The line between physics and information theory
TL;DR: Information theory is about signals and carried information; physics is about systems, their state and their evolution
For a few decades there has been a trend in fundamental physics to understand physical theories simply as information theories. Classical and quantum mechanics, in this view, can be understood as different theories of information, maybe even subcases of a more general information theoretic construct. The two disciplines are definitely overlapping, but, in the end, each field has specific concerns. Therefore, it is important to understand exactly where the difference lies, so that one can use the appropriate tools.
A decent argument that physics and information theory are essentially two sides of the same coin can be, and indeed has been, made. On one side, any type of information device must be implemented physically over some physical process. In this sense, information is physical, and therefore cannot be completely decoupled from physics. It is physics that will tell us, for example, the signal-to-noise ratio of a channel, and therefore its capacity. On the other side, the state of a system is simply information about a system. A physical process maps the initial state to the corresponding final state, and therefore can be understood as a channel that carries information about the system. If the process is deterministic and reversible, then the information about the system is conserved and vice-versa. The last observation, for example, is used in our project to recover Hamiltonian mechanics from information theoretic considerations.
These arguments are, in a large sense, correct. The issue is that equivalence requires more. Saying that information is physical only says that a particular bit of information has to be encoded onto a physical system, but there is a choice in the encoding. We can imagine a simple channel where every second a photon is sent or not sent. We could assign the missing photon to a 0 and the present photon to a 1. But we could make the opposite choice. That is, the same bit of information could be transfered with the opposite physical configuration. We could change the photon with another particle, or with a ping pong ball. It would be the same bit of information. That is, while information must be physically realized, information theory does not care about the exact physical process. Any will do. Any result that information theory can give us, then, is independent of the physical process, and therefore, ultimately, independent of the physics.
The other issue is that bits of information are really bits of data. They provide information only if one knows what was encoded into those particular bits. If I gave you a file without telling you the file format, you would not know how to open it. That is why, starting from the early 2000s, many operating systems started to hide file extensions, so that a user would not accidentally replace a “.txt” with a “.png” and make the file unreadable. Therefore, not only is information theory oblivious to how bits are encoded into the physics, but it is also oblivious to what type of information the bits are carrying.
If information theory does not care what information is being encoded physically and how, information theory cannot tell us much about the physics. Note that this is not a problem: it is a feature. This means that all the tools we create for information transfer and processing can be used without regard to what the bits mean or how they are physically realized.
Now for the converse: if information theory cannot tell us everything about physics, can physics tell us everything about information theory?

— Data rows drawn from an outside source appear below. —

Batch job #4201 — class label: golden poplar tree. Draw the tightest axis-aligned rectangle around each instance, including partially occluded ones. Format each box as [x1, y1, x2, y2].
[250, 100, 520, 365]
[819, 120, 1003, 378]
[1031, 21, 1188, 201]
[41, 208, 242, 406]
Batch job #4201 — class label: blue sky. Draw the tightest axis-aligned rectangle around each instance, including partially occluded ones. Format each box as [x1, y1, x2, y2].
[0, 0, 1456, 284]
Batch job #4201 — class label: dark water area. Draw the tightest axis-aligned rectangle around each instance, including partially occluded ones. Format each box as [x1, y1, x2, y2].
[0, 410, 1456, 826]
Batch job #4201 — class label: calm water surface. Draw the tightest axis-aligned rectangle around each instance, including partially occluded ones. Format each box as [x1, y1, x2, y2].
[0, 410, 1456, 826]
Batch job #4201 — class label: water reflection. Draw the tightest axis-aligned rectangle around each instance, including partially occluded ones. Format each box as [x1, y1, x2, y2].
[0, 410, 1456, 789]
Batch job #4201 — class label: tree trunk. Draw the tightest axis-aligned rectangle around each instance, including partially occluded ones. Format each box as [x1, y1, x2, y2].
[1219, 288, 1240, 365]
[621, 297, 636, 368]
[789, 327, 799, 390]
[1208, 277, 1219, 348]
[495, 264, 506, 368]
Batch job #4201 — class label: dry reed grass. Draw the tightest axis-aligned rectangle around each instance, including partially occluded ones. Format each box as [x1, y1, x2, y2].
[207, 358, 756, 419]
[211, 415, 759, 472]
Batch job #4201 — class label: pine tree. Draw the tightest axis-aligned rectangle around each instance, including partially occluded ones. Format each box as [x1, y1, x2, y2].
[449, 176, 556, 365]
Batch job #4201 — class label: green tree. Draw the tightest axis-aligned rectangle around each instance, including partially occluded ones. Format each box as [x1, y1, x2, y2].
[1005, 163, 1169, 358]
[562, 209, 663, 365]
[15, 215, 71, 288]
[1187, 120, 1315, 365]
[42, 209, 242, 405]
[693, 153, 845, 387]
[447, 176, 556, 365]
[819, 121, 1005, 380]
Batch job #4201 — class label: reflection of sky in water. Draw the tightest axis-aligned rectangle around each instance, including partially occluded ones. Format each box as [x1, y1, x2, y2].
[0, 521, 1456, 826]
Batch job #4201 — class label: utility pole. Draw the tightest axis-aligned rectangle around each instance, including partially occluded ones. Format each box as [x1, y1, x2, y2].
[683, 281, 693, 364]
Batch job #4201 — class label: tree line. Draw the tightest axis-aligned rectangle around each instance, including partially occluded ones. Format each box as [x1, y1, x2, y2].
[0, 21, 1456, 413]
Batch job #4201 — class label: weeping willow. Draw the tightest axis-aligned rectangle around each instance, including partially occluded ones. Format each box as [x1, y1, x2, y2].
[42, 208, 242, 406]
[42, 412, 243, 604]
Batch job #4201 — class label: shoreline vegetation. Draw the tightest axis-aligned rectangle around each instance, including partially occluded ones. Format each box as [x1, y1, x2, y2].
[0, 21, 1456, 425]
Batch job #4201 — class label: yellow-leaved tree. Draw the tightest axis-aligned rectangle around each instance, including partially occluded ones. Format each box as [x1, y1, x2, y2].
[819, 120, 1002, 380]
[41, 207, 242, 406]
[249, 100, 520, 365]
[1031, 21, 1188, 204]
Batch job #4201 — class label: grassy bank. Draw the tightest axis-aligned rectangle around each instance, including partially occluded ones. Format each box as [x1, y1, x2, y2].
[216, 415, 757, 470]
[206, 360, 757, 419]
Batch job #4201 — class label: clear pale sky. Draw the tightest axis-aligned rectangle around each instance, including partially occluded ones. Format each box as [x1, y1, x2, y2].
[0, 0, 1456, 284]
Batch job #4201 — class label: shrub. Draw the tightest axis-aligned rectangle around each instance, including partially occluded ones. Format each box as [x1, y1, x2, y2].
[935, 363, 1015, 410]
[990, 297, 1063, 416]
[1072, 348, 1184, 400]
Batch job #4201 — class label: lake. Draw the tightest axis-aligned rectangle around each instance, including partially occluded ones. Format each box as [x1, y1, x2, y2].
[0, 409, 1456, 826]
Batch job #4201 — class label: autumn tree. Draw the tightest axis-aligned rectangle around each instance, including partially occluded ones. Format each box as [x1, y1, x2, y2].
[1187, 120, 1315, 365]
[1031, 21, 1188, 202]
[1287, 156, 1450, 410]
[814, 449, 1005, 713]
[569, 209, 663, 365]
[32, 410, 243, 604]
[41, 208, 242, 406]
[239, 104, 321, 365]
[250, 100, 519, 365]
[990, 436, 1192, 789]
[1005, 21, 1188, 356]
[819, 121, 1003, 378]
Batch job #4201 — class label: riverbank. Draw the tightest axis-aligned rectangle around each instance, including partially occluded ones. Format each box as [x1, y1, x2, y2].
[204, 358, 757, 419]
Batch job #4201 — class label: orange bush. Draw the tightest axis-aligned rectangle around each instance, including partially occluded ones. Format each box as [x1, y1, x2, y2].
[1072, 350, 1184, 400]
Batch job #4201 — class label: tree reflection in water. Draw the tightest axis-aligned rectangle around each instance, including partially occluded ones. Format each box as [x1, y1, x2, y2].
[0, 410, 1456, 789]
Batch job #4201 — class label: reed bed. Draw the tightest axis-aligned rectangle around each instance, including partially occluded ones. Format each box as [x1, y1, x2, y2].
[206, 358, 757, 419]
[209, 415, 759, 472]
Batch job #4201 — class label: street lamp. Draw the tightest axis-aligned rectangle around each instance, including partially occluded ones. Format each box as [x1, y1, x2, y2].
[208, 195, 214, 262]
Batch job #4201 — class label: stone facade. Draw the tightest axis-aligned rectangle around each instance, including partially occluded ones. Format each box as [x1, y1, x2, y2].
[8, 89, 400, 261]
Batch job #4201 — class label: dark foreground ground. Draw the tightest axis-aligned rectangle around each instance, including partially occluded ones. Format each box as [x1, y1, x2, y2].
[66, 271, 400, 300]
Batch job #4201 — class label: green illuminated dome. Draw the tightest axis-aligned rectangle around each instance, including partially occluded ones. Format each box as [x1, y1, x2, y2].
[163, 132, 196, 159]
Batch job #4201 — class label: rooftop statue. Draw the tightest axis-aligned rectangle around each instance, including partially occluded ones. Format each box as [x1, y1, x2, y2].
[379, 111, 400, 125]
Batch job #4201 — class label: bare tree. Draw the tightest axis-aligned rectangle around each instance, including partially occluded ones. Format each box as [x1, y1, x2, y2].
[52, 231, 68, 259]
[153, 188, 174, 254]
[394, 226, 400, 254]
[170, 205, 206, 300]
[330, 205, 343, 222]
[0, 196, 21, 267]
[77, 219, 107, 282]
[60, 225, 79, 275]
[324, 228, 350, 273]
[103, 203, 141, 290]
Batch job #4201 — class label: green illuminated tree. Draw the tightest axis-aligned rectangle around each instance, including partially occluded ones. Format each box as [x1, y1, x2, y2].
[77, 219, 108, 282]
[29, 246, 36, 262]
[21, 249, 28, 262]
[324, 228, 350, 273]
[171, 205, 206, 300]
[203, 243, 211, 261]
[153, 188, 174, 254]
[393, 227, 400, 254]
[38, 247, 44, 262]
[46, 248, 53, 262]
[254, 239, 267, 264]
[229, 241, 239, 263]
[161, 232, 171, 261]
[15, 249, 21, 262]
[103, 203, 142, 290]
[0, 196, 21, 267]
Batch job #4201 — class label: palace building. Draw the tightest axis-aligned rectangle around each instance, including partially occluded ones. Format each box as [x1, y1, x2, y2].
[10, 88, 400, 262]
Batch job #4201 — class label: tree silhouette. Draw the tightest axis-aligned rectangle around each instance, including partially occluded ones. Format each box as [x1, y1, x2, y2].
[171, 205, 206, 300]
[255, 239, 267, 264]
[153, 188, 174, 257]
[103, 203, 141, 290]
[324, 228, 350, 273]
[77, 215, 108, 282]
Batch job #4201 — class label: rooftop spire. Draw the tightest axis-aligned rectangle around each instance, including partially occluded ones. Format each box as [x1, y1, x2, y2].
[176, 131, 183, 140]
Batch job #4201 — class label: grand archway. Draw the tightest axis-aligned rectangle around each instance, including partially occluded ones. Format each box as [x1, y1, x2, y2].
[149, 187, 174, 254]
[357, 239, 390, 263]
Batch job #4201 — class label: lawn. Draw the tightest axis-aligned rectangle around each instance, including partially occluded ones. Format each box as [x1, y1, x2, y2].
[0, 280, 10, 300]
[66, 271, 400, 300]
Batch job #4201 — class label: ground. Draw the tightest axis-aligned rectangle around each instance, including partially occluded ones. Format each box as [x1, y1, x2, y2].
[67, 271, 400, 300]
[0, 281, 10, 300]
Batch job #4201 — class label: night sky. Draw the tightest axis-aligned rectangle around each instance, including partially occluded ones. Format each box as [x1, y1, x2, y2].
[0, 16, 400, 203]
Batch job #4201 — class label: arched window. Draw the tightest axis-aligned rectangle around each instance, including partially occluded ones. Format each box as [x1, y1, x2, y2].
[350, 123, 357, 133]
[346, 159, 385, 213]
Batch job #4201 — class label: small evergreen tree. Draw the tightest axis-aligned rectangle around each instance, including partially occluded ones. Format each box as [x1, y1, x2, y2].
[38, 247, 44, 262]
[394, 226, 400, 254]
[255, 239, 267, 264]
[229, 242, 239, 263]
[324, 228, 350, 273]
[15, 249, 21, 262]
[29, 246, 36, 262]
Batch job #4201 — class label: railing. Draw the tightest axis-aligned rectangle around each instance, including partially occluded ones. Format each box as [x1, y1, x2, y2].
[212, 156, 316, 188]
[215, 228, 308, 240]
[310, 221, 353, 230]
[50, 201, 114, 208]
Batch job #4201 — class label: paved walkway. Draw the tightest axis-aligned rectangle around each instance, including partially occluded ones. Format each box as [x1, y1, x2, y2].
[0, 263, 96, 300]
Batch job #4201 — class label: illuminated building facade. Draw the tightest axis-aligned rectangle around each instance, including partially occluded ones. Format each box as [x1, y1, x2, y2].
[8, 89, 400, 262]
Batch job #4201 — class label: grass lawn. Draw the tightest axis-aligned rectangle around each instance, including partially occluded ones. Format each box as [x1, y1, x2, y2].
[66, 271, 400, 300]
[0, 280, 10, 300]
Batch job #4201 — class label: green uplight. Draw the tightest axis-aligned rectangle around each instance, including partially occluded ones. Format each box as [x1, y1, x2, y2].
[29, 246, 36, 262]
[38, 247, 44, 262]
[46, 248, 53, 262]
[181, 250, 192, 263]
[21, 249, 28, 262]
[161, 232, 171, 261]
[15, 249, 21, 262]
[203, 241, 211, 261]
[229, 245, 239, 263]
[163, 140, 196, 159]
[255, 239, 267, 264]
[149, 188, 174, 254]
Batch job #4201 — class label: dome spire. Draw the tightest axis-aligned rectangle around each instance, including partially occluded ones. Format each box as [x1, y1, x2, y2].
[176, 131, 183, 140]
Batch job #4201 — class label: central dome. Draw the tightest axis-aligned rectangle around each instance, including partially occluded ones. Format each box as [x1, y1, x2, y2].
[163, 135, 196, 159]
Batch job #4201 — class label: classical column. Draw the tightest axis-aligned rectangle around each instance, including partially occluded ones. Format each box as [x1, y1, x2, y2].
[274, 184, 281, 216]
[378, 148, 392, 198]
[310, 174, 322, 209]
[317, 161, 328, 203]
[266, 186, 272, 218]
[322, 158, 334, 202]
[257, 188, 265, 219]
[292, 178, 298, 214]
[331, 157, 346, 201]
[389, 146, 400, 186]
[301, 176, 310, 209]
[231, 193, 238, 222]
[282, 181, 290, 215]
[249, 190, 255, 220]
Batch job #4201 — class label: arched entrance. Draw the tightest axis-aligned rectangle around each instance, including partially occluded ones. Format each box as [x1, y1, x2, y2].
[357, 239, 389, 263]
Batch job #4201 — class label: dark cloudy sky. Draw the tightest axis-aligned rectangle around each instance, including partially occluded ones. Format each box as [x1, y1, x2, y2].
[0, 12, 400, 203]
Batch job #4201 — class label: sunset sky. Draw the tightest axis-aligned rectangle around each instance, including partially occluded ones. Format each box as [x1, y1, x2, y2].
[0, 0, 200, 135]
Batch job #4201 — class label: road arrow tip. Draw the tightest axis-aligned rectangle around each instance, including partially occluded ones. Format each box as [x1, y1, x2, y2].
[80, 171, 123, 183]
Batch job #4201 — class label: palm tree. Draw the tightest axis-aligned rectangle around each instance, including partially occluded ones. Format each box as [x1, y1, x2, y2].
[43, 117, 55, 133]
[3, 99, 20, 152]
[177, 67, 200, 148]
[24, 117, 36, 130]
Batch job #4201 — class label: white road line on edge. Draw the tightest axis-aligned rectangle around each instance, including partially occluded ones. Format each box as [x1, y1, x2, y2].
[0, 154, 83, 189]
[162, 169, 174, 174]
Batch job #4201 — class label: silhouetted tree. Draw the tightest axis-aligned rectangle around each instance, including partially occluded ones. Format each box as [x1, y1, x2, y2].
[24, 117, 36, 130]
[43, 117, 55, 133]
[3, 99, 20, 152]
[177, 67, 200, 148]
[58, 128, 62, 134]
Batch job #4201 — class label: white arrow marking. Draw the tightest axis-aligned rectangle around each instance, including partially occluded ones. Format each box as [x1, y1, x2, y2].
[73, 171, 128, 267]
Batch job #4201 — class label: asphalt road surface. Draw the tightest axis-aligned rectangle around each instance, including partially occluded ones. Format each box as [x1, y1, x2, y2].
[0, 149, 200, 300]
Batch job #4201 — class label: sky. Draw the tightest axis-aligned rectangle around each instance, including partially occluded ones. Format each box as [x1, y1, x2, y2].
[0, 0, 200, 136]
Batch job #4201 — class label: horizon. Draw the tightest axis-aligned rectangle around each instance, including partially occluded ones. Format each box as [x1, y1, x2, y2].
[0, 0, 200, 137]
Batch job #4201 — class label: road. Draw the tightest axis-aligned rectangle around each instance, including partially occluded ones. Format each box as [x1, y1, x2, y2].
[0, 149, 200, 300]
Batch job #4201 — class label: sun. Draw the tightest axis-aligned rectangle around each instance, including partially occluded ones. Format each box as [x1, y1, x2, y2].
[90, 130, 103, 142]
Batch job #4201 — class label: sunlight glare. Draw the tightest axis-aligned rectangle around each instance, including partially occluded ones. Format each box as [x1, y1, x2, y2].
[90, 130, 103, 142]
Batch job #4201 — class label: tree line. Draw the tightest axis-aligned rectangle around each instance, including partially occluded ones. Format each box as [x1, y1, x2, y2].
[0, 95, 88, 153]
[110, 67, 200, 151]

This is also a negative answer because physical systems must possess properties that information systems do not necessarily have. The basic element of a communication system is a signal, which is a variable that changes over time. A communication system is essentially linking the value of one variable to the value of another variable: the voltage on one side of the circuit with the electromagnetic field coming from the antenna. The state of a system is more than a variable, or a set of variables: it represents all possible variables that could be linked to the system. Moreover, the goal of physics is to find laws of evolution, which relate states of the same system. In information theory, then, it is common to study maps across different spaces which is not common in physics.
Moreover, we need states to be, in some sense, independent of the specific quantities (i.e. signals) we use to measure and describe them. The entropy associated to states and distributions over them, for example, must be frame invariant or there would be no objectivity in the description. There is no such requirement in information theory. On continuous variables, this is problematic because what is a uniform distribution in one variable becomes non-uniform in another. The conjugate pairs in classical and quantum mechanics (i.e. position and momentum) are exactly there to address this problem. The structure of state spaces, then, is there to satisfy a physical requirement that is not an issue in information theory.
To sum up, physics cares about an objective (i.e. frame invariant) notion of systems and states, together with their evolution. Information theory cares about signals between different variables, regardless of their physical implementation. The two are linked because, in the end, we use physics to study the relationships between two particular variables, and we use information theory to characterize how ensembles of a physical system evolve in time. But not all physics is information and not all information is about physics.